Police have revealed why the body of a climber who died in front of his partner could not be found until the following day.
A 29-year-old man died after falling around 20m while rock climbing with friends in southern Western Australia.
The experienced climber was with his partner and several other people near Dunsky Beach, about 4km from the main lookout at West Cape Howe National Park, at 4.50pm on Tuesday when tragedy struck.
“He was climbing a vertical cliff when he ran into a problem and fell,” police said in a statement Wednesday.
“The man died from the injuries he sustained. His family has been notified of the incident.
Acting Superintendent of Police Paul McMurtrie told 6PR radio that the man’s death was tragic news for the family.
He said the group successfully concluded a climb in the morning and then rested before the man and one of his friends decided to undertake a second climb in the afternoon.
They descended a steep granite cliff and ascended when a landslide caused him to lose his hold.
Supt McMurtrie said the man’s partner was understandably upset.
The other man was also injured and taken to hospital.
The man’s body could not be recovered immediately due to safety concerns related to poor light and weather conditions. The police therefore remained at the scene throughout the night.
“We got the drone up at dawn this morning and I’m glad no recovery attempt was made last night as it’s definitely a steep cliff or rock face” , said Superintendent McMurtrie.
“The rescue helicopter was considered last night but due to high winds and darkness they were unable to carry out the rescue.

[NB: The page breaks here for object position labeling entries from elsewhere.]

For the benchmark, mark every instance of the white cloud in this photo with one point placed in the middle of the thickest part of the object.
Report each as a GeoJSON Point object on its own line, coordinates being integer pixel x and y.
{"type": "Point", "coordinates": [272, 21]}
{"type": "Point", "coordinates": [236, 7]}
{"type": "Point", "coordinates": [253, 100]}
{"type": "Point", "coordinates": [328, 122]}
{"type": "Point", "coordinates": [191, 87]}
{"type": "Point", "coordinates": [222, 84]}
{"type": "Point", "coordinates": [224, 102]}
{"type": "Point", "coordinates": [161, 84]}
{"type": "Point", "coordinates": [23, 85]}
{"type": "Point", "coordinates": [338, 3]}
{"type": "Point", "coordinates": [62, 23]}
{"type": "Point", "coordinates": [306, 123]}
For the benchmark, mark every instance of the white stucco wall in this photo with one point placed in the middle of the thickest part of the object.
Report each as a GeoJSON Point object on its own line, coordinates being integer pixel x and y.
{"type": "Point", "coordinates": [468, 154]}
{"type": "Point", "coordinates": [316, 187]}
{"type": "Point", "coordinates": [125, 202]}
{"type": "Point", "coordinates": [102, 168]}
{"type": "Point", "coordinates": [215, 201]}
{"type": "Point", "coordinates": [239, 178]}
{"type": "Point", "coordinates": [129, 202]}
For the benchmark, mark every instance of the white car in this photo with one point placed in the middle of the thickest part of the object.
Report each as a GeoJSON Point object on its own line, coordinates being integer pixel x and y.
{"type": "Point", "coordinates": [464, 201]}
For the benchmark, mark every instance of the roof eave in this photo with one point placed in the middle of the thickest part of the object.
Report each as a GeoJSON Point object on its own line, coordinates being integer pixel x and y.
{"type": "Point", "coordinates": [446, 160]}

“The State Emergency Service Vertical Rescue Group was deployed, but unfortunately due to the complication of the rock face and fall, the decision was made to perform the recovery in the morning for safety. of all.
“It will take quite a while at SES today. It’s a very dangerous area and you shouldn’t be too careful for everyone’s safety, but obviously we want to return the youngster to his family.
A report will also be prepared for the coroner.